Pl. Hoboken 43W Service géologique
de Belgique
149 (I) Bulletin de la Société belge de Géologie,etc.
Bruxelles, 1939, tome 49, pp.51-55
Sur la composition et les ressources hydrologiques du
Crétacé dans le sous-sol des environs de la ville d'Anvers.
par F. HALET.
Grâce au grand nombre de puits profonds creusés, depuis
près de trois quarts de siècle, tant dans le Nord de la
province de Brabant que dans le Sud de la Flandre
orientale, la composition du sous-sol de ces régions
est relativement bien connue. Nombreux y sont les puits
profonds qui ont traversé les formations cénozoiques et
mésozoiques pour s'arrêter dans les terrains d'âge
paléozoique.
Il n'en est pas de même dans la province d'Anvers et
dans le Nord de la Flandre orientale; par suite de
l'épaissement régulier des formations géologiques dans
la direction du Nord et de l'augmentation du degré de
salure des nappes aquifères, tous les puits artésiens
exécutés jusqu'à présent dans ces deux dernières
régions ont été arrêtés dans les formations
cénozoiques.
Il en résulte qu'au Nord d'une ligne de direction
O.-E., reliant les villes de Gand, Termonde, Hamme,
Vilvorde et Louvain, il n'existe que les deux forages
profonds, ceux de Kessel-Lez-Lierre et de Woensdrecht
(Pays-Bas), exécutés en vue de la recherche de la
houille, qui aient atteint le socle palézoique.
I. - CONSIDERATION GENERALES.
Au cours de notre carrière, nous avons, à maintes
reprises, été consulté par des industriels sur les
possibilités de trouver des eaux dans le sous-sol
profond des environs de la ville d'Anvers: Nous avons
toujours déconseillé le forage de puits très profonds
dans cette région, à cause du caractère aléatoire de
telles recherches. En effet, pour espérer rencontrer de
l'eau en qualité suffisante et non chargée de sable,
il fallait prévoir d'aller à une profondeur suffisante
pour atteindre les formations du Crétacé.

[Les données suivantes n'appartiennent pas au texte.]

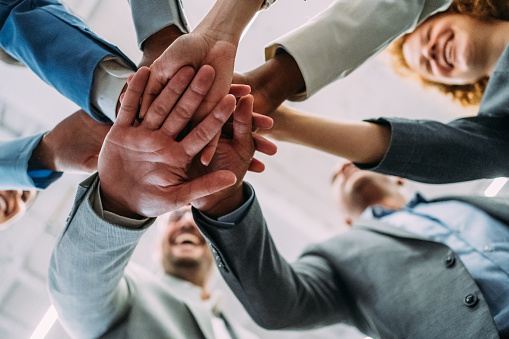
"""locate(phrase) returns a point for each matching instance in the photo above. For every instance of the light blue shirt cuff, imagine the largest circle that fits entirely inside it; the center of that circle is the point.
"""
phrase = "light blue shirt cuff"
(14, 162)
(236, 216)
(151, 18)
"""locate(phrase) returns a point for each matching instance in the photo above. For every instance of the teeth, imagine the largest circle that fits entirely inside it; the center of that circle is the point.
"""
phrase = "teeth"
(187, 237)
(3, 205)
(448, 51)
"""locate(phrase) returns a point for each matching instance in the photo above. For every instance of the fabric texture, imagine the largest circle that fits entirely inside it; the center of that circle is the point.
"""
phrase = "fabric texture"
(98, 294)
(469, 148)
(383, 280)
(348, 33)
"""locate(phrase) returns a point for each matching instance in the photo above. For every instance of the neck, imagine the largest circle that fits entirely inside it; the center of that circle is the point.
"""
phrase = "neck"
(195, 276)
(499, 39)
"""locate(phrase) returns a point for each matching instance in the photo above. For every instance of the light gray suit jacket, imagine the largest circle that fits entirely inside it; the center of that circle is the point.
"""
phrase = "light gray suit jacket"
(386, 282)
(96, 298)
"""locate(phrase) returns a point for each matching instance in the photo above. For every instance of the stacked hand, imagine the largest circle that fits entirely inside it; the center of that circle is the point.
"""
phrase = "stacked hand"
(72, 146)
(143, 169)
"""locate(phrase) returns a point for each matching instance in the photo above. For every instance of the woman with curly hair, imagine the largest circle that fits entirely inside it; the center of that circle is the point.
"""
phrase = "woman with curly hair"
(414, 57)
(461, 47)
(411, 57)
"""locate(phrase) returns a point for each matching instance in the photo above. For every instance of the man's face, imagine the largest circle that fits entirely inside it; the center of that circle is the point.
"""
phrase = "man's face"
(355, 189)
(13, 205)
(183, 245)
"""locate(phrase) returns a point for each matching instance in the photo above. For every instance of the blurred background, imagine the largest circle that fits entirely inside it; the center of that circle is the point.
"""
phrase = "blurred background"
(294, 190)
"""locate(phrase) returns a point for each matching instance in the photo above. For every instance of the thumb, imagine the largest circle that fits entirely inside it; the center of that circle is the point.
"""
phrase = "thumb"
(208, 184)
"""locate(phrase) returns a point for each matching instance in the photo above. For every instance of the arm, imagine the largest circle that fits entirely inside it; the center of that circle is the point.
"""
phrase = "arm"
(348, 34)
(361, 142)
(421, 150)
(56, 63)
(143, 170)
(213, 42)
(276, 294)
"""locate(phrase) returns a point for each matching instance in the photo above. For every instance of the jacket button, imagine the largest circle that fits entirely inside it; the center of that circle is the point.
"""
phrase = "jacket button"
(449, 260)
(470, 300)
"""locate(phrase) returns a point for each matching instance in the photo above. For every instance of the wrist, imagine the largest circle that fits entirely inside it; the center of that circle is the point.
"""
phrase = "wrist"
(227, 19)
(225, 203)
(279, 78)
(43, 155)
(157, 43)
(117, 207)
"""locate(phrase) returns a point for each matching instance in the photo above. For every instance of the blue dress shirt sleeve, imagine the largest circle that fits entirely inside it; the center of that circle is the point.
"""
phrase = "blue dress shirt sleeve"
(14, 172)
(57, 46)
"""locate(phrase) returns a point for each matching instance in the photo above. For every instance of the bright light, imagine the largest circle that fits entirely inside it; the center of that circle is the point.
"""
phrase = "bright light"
(495, 187)
(46, 323)
(248, 26)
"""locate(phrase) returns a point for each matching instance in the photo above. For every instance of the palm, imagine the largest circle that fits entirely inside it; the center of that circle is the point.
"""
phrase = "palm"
(146, 163)
(196, 50)
(142, 166)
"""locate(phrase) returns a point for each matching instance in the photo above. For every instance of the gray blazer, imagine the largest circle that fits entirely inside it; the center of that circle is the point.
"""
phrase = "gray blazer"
(96, 296)
(386, 282)
(469, 148)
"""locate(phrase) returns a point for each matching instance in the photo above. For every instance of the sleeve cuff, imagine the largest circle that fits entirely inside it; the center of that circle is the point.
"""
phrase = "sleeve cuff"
(110, 77)
(234, 217)
(162, 13)
(112, 218)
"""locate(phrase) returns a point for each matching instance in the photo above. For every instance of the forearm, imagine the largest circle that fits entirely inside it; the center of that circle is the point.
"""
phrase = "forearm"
(361, 142)
(274, 82)
(276, 294)
(341, 38)
(71, 69)
(228, 18)
(86, 271)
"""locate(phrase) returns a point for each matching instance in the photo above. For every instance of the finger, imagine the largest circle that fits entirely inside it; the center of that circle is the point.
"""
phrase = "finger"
(262, 121)
(188, 104)
(167, 99)
(210, 150)
(131, 100)
(263, 145)
(206, 185)
(153, 88)
(206, 130)
(256, 166)
(243, 119)
(240, 90)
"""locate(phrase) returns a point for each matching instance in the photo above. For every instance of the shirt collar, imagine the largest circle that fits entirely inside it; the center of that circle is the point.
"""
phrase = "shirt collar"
(377, 212)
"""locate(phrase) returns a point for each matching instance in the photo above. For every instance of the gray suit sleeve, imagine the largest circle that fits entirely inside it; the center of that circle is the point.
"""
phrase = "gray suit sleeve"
(275, 293)
(86, 276)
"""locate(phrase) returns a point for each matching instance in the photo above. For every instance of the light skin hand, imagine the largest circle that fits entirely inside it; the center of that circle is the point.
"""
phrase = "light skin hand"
(234, 153)
(143, 169)
(214, 42)
(71, 146)
(361, 142)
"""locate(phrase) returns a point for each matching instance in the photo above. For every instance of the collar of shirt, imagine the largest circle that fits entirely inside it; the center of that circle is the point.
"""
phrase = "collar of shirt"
(378, 212)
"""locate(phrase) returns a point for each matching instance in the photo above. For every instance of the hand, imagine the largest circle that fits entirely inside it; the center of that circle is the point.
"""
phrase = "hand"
(72, 146)
(235, 154)
(143, 170)
(157, 43)
(273, 82)
(214, 42)
(195, 49)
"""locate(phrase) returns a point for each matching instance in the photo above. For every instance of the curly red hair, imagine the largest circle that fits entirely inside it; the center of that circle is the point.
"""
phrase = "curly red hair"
(468, 94)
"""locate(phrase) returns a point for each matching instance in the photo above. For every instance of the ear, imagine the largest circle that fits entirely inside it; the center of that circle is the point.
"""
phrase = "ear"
(400, 181)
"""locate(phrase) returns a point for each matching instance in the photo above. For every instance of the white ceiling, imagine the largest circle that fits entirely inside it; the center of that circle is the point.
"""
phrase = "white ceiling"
(294, 189)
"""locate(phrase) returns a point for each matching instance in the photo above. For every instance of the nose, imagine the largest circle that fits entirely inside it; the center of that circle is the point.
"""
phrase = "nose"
(429, 51)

En se basant sur le résultat du forage de Kessel-Lez-
Lierre, où le toit du Crétacique est à la cote -372, on
pouvait, sans grand risque de se tromper, prévoir
qu'un puits foré sous la ville d'Anvers atteindrait le
Crétacique vers la profondeur de 350 à 400 m. Il
restait cependant trois inconnues: a) quel étage du
Crétacique allait-on rencontrer? b) la craie
serait-elle aquifère? c) quelle serait la composition
chimique des eaux?
En se basant sur les résultats des puits existant dans
le Brabant et les Flandres, le Crétacique, sous Anvers,
pouvait être représenté soit par des formations d'âge
maestrichtien, soit sénonien.
Les forages profonds de la Flandre n'ont recoupé que
des assises de la Craie de Nouvelle, d'âge sénonien,
dans lesquelles les résultats hydrologiques sont très
peu encourageants. Dans le Brabant septentrional, les
puits des environs de Bruxelles ont montré que les
craies étaient d'âge sénonien, mais ne renfermaient une
nappe aquifère assez abondante que dans les limites de
la plaine alluviale de la Senne. Les puits des environs
de Louvain, notamment à Wygmael, qui ont atteint la
craie, ont montré qu'il s'agit ici de formations d'âge
maestrichtien, renfermant des ressources aquifères très
intéressantes.
Il en résulte que dans les environs de la ville
d'Anvers on ne pouvait prévoir si la craie serait d'âge
maestrichtien ou sénonien et le débit des nappes
aquifères contenues dans ces formations restait une
grande inconnue.
Du point de vue de la composition des eaux de la craie
sous Anvers, les résultats des forages de Kessel à
l'Est et de Woensdrecht au Nord ont montré que dans ces
deux puits les couches du sommet de la craie sont
d'âge maestrichtien, mais tout ce qu'on connait au
point de vue hydrologique, c'est que dans ces deux
forages cette craie contient une nappe aquifère dont le
débit est abondant par jaillissement. On ne connait
aucune analyse des eaux du Crétace du forage de Kessel,
mais, à Woensdrecht, où le toit du maestrichtien a été
recoupé à la cote -672, les eaux auraient révélé, à
l'analyse, une teneur en ions-chlore de 24 gr./litre.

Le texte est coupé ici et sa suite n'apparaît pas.